I taught English in South Korea for three years. I have now been teaching English in China for three months. Here are the differences I’ve noticed.

[Your experience may differ.]

  1. In Korea, communication with fellow expats is done on Facebook. Communication with your Korean co-workers is done on Kakao. In China, all communication is done on WeChat.
  2. I was the only foreigner at my school in Korea. I’m one of five foreigners at my school in China.
  3. School cafeteria food, in my opinion, is better in China than in Korea.
  4. Korea has much more western food options when it comes to convenience stores / grocery stores and restaurants.
  5. Drinking is bigger in Korea (Soju is as cheap as water). Smoking is bigger in China. I’ve seen places in China with No Smoking signs and ash trays with cigarette butts in them. Obviously the signs aren’t really enforced.
  6. Korea has restaurants where you take off your shoes and sit on the floor. China does not.
  7. In Korea, I had to take off my shoes at school and wear slippers. In China I can wear my regular shoes at school all day.
  8. To live and work in China, I had to get two visas. The first visa I got in the US allowed me to move to China and start working. Then in China I got a second visa after becoming a legal resident. Korea only required one working visa.
  9. Christian churches are everywhere in South Korea. I’ve seen one here in China, and it was a tourist attraction.
  10. In Korea you receive bills in the mail and pay for your utilities through online banking. Here in my apartment building in China I have to pay for the amount of time I want my utilities to run.

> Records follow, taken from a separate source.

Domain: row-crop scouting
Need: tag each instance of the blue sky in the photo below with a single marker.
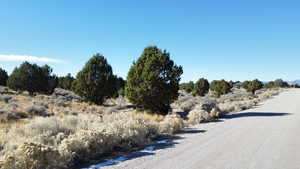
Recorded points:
(232, 39)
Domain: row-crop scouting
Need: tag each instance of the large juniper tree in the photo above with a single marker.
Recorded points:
(220, 87)
(95, 82)
(153, 81)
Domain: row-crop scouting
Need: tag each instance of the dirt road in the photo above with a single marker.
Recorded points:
(265, 137)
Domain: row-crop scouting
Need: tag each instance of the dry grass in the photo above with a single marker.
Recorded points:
(58, 142)
(50, 132)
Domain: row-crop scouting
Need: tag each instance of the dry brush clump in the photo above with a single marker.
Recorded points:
(235, 101)
(62, 141)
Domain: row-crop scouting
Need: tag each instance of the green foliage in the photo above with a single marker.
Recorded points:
(95, 82)
(153, 81)
(119, 87)
(188, 87)
(66, 82)
(220, 87)
(201, 87)
(252, 86)
(3, 77)
(32, 78)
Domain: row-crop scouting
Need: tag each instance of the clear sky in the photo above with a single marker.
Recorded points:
(215, 39)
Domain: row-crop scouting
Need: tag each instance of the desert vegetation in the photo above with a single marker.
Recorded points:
(58, 122)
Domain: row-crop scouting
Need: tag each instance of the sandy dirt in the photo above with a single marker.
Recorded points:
(265, 137)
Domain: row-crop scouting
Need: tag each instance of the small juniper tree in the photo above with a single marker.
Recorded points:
(153, 81)
(188, 87)
(3, 77)
(95, 82)
(66, 82)
(201, 87)
(220, 87)
(280, 83)
(254, 85)
(32, 78)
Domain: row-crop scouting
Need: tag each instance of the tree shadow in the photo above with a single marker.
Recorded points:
(253, 114)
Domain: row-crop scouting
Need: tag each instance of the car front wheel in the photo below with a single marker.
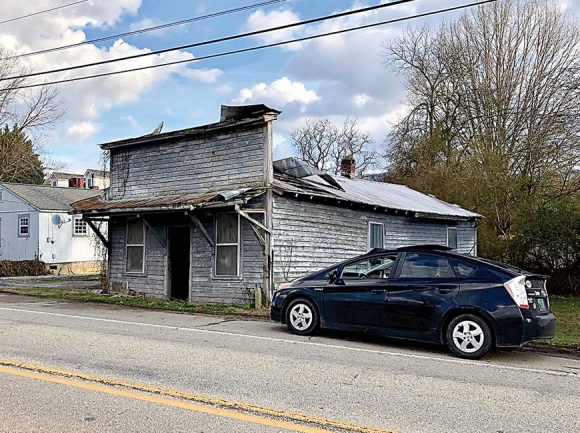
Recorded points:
(302, 317)
(469, 336)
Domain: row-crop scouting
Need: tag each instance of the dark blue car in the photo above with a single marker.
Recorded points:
(424, 293)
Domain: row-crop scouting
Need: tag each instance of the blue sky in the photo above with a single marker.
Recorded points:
(335, 77)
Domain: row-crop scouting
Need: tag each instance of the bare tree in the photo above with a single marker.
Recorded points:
(323, 145)
(494, 102)
(26, 115)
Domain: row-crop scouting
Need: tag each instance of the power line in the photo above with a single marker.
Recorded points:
(214, 41)
(260, 47)
(150, 29)
(43, 11)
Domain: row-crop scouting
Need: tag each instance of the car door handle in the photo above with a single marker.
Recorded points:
(445, 289)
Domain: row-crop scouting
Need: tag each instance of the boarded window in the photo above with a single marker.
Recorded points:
(452, 237)
(24, 225)
(376, 235)
(135, 245)
(227, 244)
(80, 227)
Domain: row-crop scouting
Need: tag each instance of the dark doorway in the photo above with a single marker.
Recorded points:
(178, 261)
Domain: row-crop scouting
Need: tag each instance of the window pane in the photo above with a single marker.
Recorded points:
(452, 238)
(425, 266)
(226, 260)
(227, 228)
(376, 267)
(135, 259)
(135, 232)
(376, 236)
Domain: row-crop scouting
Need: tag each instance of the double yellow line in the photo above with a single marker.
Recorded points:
(200, 403)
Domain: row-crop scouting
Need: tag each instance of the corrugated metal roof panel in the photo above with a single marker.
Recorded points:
(380, 194)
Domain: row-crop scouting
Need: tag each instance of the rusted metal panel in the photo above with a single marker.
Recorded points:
(398, 198)
(310, 236)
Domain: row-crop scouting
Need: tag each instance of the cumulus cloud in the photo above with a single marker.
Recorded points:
(279, 93)
(260, 20)
(82, 131)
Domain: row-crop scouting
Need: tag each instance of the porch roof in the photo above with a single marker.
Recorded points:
(171, 202)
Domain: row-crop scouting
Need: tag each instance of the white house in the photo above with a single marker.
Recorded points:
(35, 224)
(58, 178)
(97, 178)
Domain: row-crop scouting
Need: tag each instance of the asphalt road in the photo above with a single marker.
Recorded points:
(370, 382)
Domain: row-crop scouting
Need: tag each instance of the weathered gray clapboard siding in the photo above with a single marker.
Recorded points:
(222, 161)
(152, 281)
(310, 236)
(204, 286)
(207, 288)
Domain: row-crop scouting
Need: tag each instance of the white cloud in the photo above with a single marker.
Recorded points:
(224, 89)
(260, 20)
(204, 75)
(131, 120)
(146, 23)
(361, 99)
(82, 131)
(279, 93)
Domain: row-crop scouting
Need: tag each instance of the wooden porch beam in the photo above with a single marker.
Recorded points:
(200, 226)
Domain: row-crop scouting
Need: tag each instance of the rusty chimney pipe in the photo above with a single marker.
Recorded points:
(348, 166)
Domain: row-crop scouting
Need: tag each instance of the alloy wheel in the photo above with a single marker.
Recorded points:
(468, 336)
(301, 316)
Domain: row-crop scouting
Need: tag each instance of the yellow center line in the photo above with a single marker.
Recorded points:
(225, 408)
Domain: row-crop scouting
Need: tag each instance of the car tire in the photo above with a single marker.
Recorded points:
(302, 317)
(469, 336)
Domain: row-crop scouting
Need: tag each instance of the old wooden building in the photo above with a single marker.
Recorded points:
(205, 214)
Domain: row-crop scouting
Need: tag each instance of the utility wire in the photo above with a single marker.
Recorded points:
(150, 29)
(214, 41)
(43, 12)
(260, 47)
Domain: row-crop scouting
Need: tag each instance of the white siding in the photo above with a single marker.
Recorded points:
(59, 245)
(12, 246)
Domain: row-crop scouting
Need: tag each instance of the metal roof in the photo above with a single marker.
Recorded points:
(46, 197)
(378, 194)
(61, 175)
(171, 202)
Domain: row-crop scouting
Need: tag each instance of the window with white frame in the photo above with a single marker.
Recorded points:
(227, 245)
(375, 237)
(452, 237)
(135, 245)
(80, 227)
(24, 225)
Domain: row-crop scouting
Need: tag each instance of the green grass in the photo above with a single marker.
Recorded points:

For example: I paid for nine months of electricity because my lease / contract ends in nine months.
  11. I had a better social life in South Korea. There were clubs, groups, parties, and events for foreigners all the time. Never in China.
  12. Eating out in Korea as a foreigner is easier because the restaurant names are usually written in English, and the menus are usually translated into English. Maybe it’s just because I’m in a small town in China, but I rarely ever see signs or menus with any English.
  13. The work environment in China has been much less chaotic and dramatic than Korea. One of my Korean co-teachers bullied me. The schedule was always changing at the last minute. Communication here in China has been easier, more effective, punctual, and friendlier.
  14. As far as I know, China doesn’t have something like EPIK. One of the best things about EPIK was that it provided free Korean lessons to us. In China you have to find and pay for a private tutor. To save money, I’m studying Chinese with Spotify and Lingo Deer.
  15. I saw more incorrect English writing on clothing in Korea.
  16. I get stared at by locals much more in China now than I did in Korea. In China I’ve had locals ask to get their picture taken with me like I’m a celebrity.
  17. I saw more locals wearing surgical masks to protect themselves from the air pollution in Korea even though the air pollution is worse in China.
  18. Korea’s Internet is faster and more reliable.
  19. Because of South Korea’s size, it’s very easy to hop on a train or bus from almost anywhere and be in Seoul or Busan within a few hours. Here in China, I have to fly to Beijing or Shanghai. Traveling across the country overland would take an entire day.
  20. More American movies come to CGV in Korea than China.
  21. In Korea it is very common to socialize with your co-workers after school, which would involve a buffet dinner at a hotel, drinking at a bar, and / or karaoke. (Side note: Koreans don’t care how good or bad you are at singing. Being a bad singer is no excuse for not participating in Karaoke.) This is not something I have experienced in China as of yet.
  22. My current school in China is well air-conditioned in the summer and well heated in the winter. In Korea, they care so much about saving money on electricity that they’ll wait until you’re frozen to turn on the heat or until you’re drowning in a lake of your own sweat to turn on the AC.

 

If you’re trying to decide on which country to teach ESL in for the first time, I hope this list helps.